Gap: These factors reduce the effectiveness of real-time load
balancing.
1.3.2. Role of Fast Notification
To address the above:
* Proactive Signaling: Fast notification can signal network
conditions (e.g., congestion) before service degradation occurs.
* Event-Driven Control: Control loops can dynamically adjust traffic
distribution without relying on polling or telemetry aggregation.
* Lightweight Signaling: Avoids the overhead of traditional
telemetry processing.
1.4. Gap Analysis for Protection
Protection mechanisms ensure service continuity in case of failures.
While existing tools like BFD and FRR are widely deployed, they have
inherent limitations in speed and scope.
1.4.1. Bidirectional Forwarding Detection (BFD)
BFD is designed for rapid fault detection by sending frequent control
packets between peers. While widely used, it presents the following
limitations:
* Overhead vs. Frequency Tradeoff: Higher probe frequency improves
detection time but increases CPU and bandwidth usage.
* Scalability Issues: Maintaining many BFD sessions in large-scale
networks strains the control plane.
* Path Detection Limitations: In scenarios with multiple ECMP paths,
BFD struggles to detect the status of specific paths, making it
difficult to identify partial failures or asymmetrical
degradations.
Gap: BFD struggles to balance detection speed with system overhead.
Geng, et al. Expires 31 August 2026 [Page 4]
Internet-Draft Gap Analysis of Fantel February 2026
1.4.1.1. Fast Notification Enhancement
* Targeted Notifications: Fast notification provides event-driven
alerts rather than continuous probing.
* Improved Scalability: Reduces resource usage while preserving
rapid failure detection.
1.4.2. Fast Reroute (FRR)
FRR reroutes traffic upon link or node failures. However:
* Local-Only Protection: Typically protects against only adjacent
failures.
Gap: FRR lacks flexibility and responsiveness in complex topologies.
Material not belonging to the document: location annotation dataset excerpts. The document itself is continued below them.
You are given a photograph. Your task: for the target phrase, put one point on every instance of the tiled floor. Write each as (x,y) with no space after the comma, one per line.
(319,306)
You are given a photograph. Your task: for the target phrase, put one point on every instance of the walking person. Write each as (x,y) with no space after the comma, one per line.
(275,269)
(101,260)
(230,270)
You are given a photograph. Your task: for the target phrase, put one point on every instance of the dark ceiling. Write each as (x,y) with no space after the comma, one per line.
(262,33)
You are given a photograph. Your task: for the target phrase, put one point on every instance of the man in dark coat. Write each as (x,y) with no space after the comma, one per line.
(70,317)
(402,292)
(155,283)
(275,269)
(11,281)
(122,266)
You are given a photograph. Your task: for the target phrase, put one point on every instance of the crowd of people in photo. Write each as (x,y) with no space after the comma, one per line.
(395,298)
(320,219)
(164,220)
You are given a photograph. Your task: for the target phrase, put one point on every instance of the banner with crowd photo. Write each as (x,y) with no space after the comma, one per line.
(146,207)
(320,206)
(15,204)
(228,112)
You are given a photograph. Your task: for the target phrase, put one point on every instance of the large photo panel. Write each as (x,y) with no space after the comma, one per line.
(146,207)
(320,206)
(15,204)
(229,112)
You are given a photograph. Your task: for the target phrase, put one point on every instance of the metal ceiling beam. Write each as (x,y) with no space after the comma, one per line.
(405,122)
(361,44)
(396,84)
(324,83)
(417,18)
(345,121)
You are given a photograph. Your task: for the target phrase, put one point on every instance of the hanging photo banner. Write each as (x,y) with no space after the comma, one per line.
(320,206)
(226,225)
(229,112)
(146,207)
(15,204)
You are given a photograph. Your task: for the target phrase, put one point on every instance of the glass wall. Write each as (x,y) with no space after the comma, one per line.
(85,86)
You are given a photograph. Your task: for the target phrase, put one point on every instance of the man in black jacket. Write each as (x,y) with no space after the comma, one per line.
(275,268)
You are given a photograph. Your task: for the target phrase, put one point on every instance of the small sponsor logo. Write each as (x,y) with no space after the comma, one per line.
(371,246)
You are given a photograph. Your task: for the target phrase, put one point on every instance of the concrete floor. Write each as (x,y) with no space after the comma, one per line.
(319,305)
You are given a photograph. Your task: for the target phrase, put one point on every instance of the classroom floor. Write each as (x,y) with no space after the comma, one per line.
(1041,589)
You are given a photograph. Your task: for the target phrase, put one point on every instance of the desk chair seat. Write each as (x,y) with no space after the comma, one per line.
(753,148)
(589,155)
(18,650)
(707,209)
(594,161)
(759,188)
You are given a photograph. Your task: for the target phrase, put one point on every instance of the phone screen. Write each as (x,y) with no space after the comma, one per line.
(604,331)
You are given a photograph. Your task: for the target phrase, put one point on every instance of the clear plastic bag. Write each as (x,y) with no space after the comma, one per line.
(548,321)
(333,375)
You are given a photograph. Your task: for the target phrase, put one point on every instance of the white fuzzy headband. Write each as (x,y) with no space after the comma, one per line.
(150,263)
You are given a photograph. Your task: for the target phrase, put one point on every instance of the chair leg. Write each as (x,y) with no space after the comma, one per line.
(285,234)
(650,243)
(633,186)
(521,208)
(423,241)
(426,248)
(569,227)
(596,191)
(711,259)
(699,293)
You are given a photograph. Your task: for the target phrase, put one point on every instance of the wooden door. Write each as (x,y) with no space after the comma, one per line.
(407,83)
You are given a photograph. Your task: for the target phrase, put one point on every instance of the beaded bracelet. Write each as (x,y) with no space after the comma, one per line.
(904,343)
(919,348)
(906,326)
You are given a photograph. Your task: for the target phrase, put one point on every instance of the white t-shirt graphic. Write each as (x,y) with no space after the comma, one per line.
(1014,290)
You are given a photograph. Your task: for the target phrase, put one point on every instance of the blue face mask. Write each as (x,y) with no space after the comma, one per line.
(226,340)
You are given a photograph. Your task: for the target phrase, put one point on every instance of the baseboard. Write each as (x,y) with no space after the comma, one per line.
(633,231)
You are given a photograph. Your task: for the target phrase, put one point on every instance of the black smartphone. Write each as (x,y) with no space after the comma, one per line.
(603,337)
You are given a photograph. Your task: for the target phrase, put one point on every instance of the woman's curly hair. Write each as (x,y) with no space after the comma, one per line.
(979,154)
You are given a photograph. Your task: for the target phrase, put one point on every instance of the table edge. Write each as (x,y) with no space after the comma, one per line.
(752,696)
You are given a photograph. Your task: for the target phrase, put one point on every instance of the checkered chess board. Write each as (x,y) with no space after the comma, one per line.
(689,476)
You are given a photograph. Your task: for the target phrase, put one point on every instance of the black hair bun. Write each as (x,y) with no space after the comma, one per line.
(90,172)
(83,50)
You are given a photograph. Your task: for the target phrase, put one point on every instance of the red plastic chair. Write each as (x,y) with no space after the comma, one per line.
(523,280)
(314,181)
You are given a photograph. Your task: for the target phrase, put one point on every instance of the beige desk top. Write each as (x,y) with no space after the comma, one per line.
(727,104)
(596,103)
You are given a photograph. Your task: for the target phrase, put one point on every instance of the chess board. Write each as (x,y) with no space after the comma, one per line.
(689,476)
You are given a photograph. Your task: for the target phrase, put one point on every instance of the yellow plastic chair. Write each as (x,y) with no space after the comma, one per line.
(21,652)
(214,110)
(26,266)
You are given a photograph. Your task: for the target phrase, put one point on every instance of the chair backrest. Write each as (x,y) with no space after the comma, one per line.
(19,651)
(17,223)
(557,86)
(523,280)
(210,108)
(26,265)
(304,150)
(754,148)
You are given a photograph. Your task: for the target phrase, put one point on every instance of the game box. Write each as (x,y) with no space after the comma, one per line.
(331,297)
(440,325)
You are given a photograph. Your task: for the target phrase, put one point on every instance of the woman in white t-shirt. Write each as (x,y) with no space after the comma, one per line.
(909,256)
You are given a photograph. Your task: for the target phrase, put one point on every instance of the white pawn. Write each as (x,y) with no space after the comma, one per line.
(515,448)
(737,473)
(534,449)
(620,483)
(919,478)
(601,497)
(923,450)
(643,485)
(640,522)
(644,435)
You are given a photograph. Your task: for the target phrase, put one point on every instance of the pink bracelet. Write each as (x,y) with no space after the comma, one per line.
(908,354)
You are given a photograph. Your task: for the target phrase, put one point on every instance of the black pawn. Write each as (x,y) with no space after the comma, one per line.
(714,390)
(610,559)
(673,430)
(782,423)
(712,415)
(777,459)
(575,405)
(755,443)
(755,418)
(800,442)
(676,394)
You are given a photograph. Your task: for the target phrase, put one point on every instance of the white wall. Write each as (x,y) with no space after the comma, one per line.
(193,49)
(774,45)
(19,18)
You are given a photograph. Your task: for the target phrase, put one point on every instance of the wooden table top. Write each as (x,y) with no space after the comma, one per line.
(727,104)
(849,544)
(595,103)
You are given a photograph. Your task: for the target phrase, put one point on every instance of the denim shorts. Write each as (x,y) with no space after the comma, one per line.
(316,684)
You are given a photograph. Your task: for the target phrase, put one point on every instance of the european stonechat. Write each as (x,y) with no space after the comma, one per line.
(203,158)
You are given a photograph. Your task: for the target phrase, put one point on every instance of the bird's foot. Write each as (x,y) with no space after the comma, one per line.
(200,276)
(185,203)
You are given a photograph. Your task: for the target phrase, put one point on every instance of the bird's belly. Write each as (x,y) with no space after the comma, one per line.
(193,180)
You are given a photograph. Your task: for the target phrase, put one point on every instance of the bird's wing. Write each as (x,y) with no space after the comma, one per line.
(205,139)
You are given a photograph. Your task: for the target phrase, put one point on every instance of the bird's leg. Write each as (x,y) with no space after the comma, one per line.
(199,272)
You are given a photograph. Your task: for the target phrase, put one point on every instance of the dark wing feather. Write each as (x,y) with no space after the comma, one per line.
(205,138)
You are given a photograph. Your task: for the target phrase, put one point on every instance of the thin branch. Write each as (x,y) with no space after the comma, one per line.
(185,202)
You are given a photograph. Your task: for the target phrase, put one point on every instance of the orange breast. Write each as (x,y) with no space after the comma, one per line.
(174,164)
1.4.2.1. Fast Notification Enhancement
* Instant Failure Alerts: Enables immediate detection and rerouting
across the network.
* Minimized Packet Loss: Reduces the time between failure detection
and redirection.
1.4.3. Routing Convergence
Routing Convergence mechanisms depend on routing protocol
convergence, which may take hundreds of milliseconds.
Gap: Delay-sensitive services cannot tolerate slow failover.
1.4.3.1. Fast Notification Enhancement
* Real-Time Failover: Triggers immediate switching to standby paths.
* Service Continuity: Ensures uninterrupted performance for critical
applications.
1.4.4. Multi-Path Routing (e.g., ECMP)
Equal-Cost Multi-Path (ECMP) routing uses multiple paths for load
sharing. However:
Gap: It lacks fast detection of path degradation or failure, making
real-time traffic rebalancing difficult.
Geng, et al. Expires 31 August 2026 [Page 5]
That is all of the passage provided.